Search code examples
pythonmachine-learningscikit-learn

how do i set ‘random_state’ correctly so that my results are always the same?


If I have for example this snippet of code:

knn = KNeighborsClassifier()
grid_search_knn = GridSearchCV(
    estimator=knn,
    n_jobs=-1)

Do I have to set it like this:

knn = KNeighborsClassifier(random_state=42)

grid_search_knn = GridSearchCV(
    estimator=knn,
    n_jobs=-1
)

Or do I have to set it like this?

knn = KNeighborsClassifier(random_state=42)

grid_search_knn = GridSearchCV(
    estimator=knn,
    random_state=42,
    n_jobs=-1
)

what is the correct why? And what if I use randomisedsearch instead of gridsearch?


Solution

  • In this case, setting the random_state depends on the specific algorithm you’re using, rather than on the GridSearchCV or RandomizedSearchCV class.

    For KNeighborsClassifier, adding random_state is actually unnecessary because this classifier is a deterministic algorithm, meaning it doesn’t rely on randomness to make predictions. Therefore, it won’t be affected by a random_state parameter. As a result:

    1. For KNeighborsClassifier: You don’t need to set random_state at all in either the classifier or in the GridSearchCV/RandomizedSearchCV.
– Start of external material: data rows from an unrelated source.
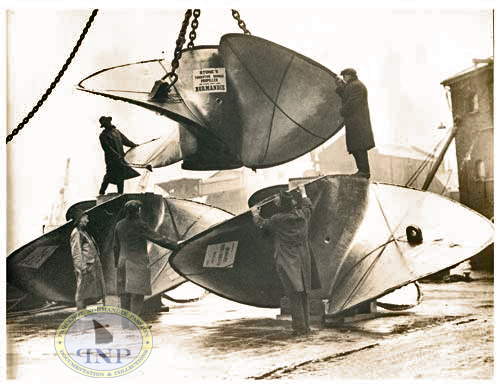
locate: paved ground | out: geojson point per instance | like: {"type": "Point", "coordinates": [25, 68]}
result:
{"type": "Point", "coordinates": [448, 336]}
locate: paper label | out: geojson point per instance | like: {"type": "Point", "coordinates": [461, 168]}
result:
{"type": "Point", "coordinates": [209, 80]}
{"type": "Point", "coordinates": [221, 254]}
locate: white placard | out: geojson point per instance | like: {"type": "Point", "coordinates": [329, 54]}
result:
{"type": "Point", "coordinates": [221, 254]}
{"type": "Point", "coordinates": [209, 80]}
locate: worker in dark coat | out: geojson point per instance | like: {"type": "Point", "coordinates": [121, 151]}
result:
{"type": "Point", "coordinates": [131, 253]}
{"type": "Point", "coordinates": [356, 114]}
{"type": "Point", "coordinates": [295, 261]}
{"type": "Point", "coordinates": [112, 142]}
{"type": "Point", "coordinates": [90, 285]}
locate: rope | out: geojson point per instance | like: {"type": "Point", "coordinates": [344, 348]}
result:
{"type": "Point", "coordinates": [56, 80]}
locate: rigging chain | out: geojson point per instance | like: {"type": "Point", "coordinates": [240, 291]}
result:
{"type": "Point", "coordinates": [241, 23]}
{"type": "Point", "coordinates": [56, 80]}
{"type": "Point", "coordinates": [194, 26]}
{"type": "Point", "coordinates": [178, 50]}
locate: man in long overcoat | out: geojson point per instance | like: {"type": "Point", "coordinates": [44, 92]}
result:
{"type": "Point", "coordinates": [356, 114]}
{"type": "Point", "coordinates": [131, 252]}
{"type": "Point", "coordinates": [90, 285]}
{"type": "Point", "coordinates": [295, 263]}
{"type": "Point", "coordinates": [112, 142]}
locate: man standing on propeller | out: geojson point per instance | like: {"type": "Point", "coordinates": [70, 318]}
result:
{"type": "Point", "coordinates": [117, 169]}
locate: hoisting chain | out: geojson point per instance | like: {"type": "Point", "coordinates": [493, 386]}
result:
{"type": "Point", "coordinates": [194, 26]}
{"type": "Point", "coordinates": [241, 23]}
{"type": "Point", "coordinates": [178, 50]}
{"type": "Point", "coordinates": [56, 80]}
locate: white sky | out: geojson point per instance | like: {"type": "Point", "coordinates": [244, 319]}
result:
{"type": "Point", "coordinates": [401, 55]}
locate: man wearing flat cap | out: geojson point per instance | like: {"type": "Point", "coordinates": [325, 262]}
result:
{"type": "Point", "coordinates": [130, 246]}
{"type": "Point", "coordinates": [293, 256]}
{"type": "Point", "coordinates": [356, 114]}
{"type": "Point", "coordinates": [90, 285]}
{"type": "Point", "coordinates": [117, 169]}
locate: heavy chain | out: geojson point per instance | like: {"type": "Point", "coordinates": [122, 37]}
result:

    2. For Randomized Algorithms: If you’re using an algorithm that involves randomness, like a decision tree or a random forest, you can set the random_state in the estimator (like RandomForestClassifier(random_state=42)). You don’t need to set random_state in GridSearchCV, as it only influences the cross-validation process, which is deterministic.

    In summary:

    • For KNeighborsClassifier: No random_state is needed.
    • For Randomized algorithms: Set random_state in the estimator, not in GridSearchCV/RandomizedSearchCV.
    • For RandomizedSearchCV: You might set random_state there if the search itself is randomized and you want reproducibility.